Skip to content

mrzzy/providence

Repository files navigation

Providence Banner

Providence

Personal Finance Data Pipeline & Dashboard.

Features

Providence aims to make personal finance less tedious with automation & less opaque with visualisation:

  • Data Pipeline Extract Load Transform (ELT) pipeline to scrape data from various sources:
    • YNAB extracts accounting transactions from JSON budget data from YNAB API
    • SimplyGo extracts public transport trip data from SimplyGo API
    • UOB extract bank statement transactions from Excel export.
  • Data Model DBT Dimensional model integrates data from disparate sources together for analysis.
  • Finance Dashboard Superset dashboard presets easy to digest metrics on financial health.

Architecture

---
title: Providence V2
---

flowchart LR
    subgraph p[Prefect]
      direction LR
      ynab((YNAB)) &  uob((UOB)) & simplygo((SimplyGO)) -->|sinks| b2
      subgraph b2[B2 Bucket]
          direction LR
          raw[Raw: JSON, Excel] -->|transform| tfms[[Transforms on ACI]] --> staging[Staging: parquet]
      end
      staging -->|load| dbt[[DBT on ACI]] --> dw[(MotherDuck
 DuckDB)]
      dw -->|transform| dbt
      dw -->|visualise| viz(((Superset)))
   end
Loading

V2 architecture redesign focuses on lowering the Total Cost of Ownership (TCO) by relying on Serverless Compute and free-tier Managed Services:

  • Compute Azure Container Instances (ACI)
  • Data Lake Backblaze B2
  • Data Warehouse MotherDuck DuckDB
  • Orchestration Prefect
  • Visualisation Apache Superset

Data Model

The Kimbal / Dimensional data model of fact & dimension tables is designed for easy analytic querying:

---
title: Providence Data Model
---
erDiagram
    dim_date {
        date id PK
        date date
        int day_of_month
        int day_of_week
        int day_of_year
        int week_of_month
        int week_of_year
        string weekday_name
        string weekday_short
        int month_of_year
        string month_name
        string month_short
        int quarter
        date month_year
        int year
        boolean is_weekend
    }

    fact_public_transport_trip_leg {
        string id PK
        timestamp traveled_on
        int travel_date_id FK
        decimal cost_sgd
        string source
        string destination
        string transport_mode
        string bank_card_id FK
        string account_id FK
        string billing_ref
        boolean is_billed
        timestamp updated_at
    }

    dim_bank_card {
        string id PK
        string name
        timestamp updated_at
    }

    fact_public_transport_trip_leg }| -- || dim_account: "billed to"
    fact_public_transport_trip_leg }| -- || dim_bank_card: "billed on"

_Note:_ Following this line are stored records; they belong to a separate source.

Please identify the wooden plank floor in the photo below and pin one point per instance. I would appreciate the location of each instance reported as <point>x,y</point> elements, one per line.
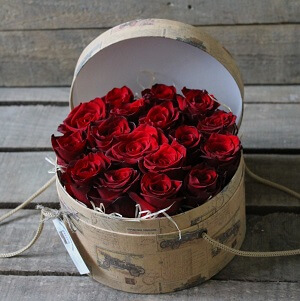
<point>272,149</point>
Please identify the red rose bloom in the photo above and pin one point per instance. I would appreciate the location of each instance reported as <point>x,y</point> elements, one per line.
<point>201,183</point>
<point>129,109</point>
<point>221,148</point>
<point>159,93</point>
<point>119,96</point>
<point>218,122</point>
<point>222,152</point>
<point>82,115</point>
<point>114,183</point>
<point>157,134</point>
<point>133,147</point>
<point>197,102</point>
<point>159,192</point>
<point>162,116</point>
<point>85,169</point>
<point>102,134</point>
<point>68,147</point>
<point>188,136</point>
<point>166,158</point>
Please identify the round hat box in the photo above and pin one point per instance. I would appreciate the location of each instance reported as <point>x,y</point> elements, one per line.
<point>148,256</point>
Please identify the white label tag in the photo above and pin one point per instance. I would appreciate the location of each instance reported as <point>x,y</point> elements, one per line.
<point>70,246</point>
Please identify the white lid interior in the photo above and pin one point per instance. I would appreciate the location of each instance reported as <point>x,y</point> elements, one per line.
<point>132,63</point>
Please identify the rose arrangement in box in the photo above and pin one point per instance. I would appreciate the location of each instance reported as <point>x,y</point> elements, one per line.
<point>161,151</point>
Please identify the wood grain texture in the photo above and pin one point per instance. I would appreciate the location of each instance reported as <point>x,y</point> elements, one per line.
<point>265,54</point>
<point>17,14</point>
<point>48,95</point>
<point>48,256</point>
<point>50,288</point>
<point>29,172</point>
<point>60,95</point>
<point>264,126</point>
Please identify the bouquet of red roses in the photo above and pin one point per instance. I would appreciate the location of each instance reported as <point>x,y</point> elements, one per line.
<point>160,151</point>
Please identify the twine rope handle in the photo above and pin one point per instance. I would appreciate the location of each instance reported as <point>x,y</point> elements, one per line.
<point>48,213</point>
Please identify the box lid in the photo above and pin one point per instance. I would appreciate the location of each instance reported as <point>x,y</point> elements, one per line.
<point>142,52</point>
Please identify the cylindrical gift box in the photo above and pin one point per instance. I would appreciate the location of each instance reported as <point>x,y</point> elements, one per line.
<point>158,255</point>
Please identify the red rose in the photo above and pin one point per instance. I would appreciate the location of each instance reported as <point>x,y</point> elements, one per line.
<point>133,147</point>
<point>197,102</point>
<point>157,134</point>
<point>114,183</point>
<point>82,115</point>
<point>119,96</point>
<point>129,109</point>
<point>101,134</point>
<point>85,169</point>
<point>219,121</point>
<point>201,183</point>
<point>159,93</point>
<point>188,136</point>
<point>222,152</point>
<point>159,192</point>
<point>166,158</point>
<point>68,147</point>
<point>162,116</point>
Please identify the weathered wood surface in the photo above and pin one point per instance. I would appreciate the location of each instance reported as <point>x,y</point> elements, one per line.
<point>54,95</point>
<point>17,14</point>
<point>48,257</point>
<point>50,288</point>
<point>29,172</point>
<point>60,95</point>
<point>266,54</point>
<point>264,126</point>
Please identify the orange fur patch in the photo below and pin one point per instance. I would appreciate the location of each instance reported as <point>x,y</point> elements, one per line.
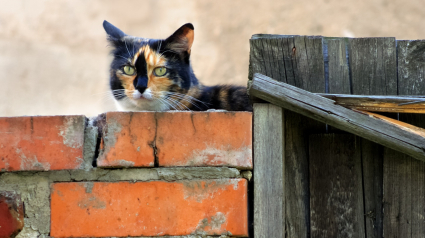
<point>153,60</point>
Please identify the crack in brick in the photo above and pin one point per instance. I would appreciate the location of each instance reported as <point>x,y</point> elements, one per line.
<point>153,143</point>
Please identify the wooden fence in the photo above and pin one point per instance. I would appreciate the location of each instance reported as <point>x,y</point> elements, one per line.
<point>313,180</point>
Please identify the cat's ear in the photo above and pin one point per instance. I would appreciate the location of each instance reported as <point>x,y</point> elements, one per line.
<point>181,41</point>
<point>114,34</point>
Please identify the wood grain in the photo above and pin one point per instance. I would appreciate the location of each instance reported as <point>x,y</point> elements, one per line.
<point>404,181</point>
<point>324,110</point>
<point>336,186</point>
<point>296,60</point>
<point>269,209</point>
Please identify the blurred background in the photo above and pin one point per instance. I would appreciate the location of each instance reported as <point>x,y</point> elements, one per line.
<point>54,57</point>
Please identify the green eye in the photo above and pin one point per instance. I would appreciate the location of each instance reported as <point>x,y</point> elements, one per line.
<point>129,70</point>
<point>160,71</point>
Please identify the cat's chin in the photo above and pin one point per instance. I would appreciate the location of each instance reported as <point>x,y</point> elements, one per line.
<point>140,105</point>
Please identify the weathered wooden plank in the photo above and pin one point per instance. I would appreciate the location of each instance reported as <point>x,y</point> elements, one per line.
<point>324,110</point>
<point>336,200</point>
<point>308,73</point>
<point>394,104</point>
<point>373,65</point>
<point>269,210</point>
<point>404,182</point>
<point>338,70</point>
<point>298,60</point>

    fact_accounting_transaction {
        string id PK
        string super_id FK
        decimal amount
        string description
        string clearing_status
        boolean is_approved
        boolean is_deleted
        int budget_id FK
        int account_id FK
        int payee_id FK
        int transfer_account_id FK
        int date_id FK
        timestamp updated_at
    }

    dim_budget {
        string id PK
        string name
        timestamp modified_at
        string currency_code
        string currency_symbol
        timestamp updated_at
    }

    dim_account {
        string id PK
        string name
        boolean is_closed
        boolean is_deleted
        boolean is_liquid
        string budget_type
        string vendor
        string vendor_id
        string vendor_type
        timestamp updated_at
    }

    dim_payee {
        string id PK
        boolean is_deleted
        string transfer_account_id FK
        timestamp updated_at
    }

    dim_budget_category {
        string id PK
        string category_id
        string name
        string budget_id
        string category_group_id
        string category_group
        string goal_type
        decimal goal_amount
        date goal_due
        boolean is_deleted
        timestamp updated_at
        timestamp effective_at
        timestamp expired_at
    }

    fact_accounting_transaction }|--|| fact_accounting_transaction: "parent"
    fact_accounting_transaction }|--|| dim_budget: "uses"
    fact_accounting_transaction }|--|| dim_budget_category: "classified as"
    fact_accounting_transaction }|--|| dim_account: "on"
    fact_accounting_transaction }|--|| dim_account: "transfer to"
    fact_accounting_transaction }|--|| dim_payee: "paid to"

    fact_monthly_budget {
        string id PK
        int month_date_id FK
        int budget_id FK
        int category_id FK
        decimal amount
        timestamp updated_at
    }

    fact_monthly_budget }|--|| dim_budget: "allocated to"
    fact_monthly_budget }|--|| dim_budget_category: "classified as"

    fact_vendor_transaction {
        string id PK
        string description
        decimal amount
        int date_id FK
        int account_id FK
        timestamp updated_at
    }

    fact_vendor_transaction }|--|| dim_account: "on"

    fact_bank_statement {
        string id PK
        int begin_date_id FK
        int end_date_id FK
        int account_id FK
        decimal balance
        timestamp updated_at
    }
    fact_bank_statement }|--|| dim_account: "on"
Loading

See DBT Docs for more details.

License

MIT.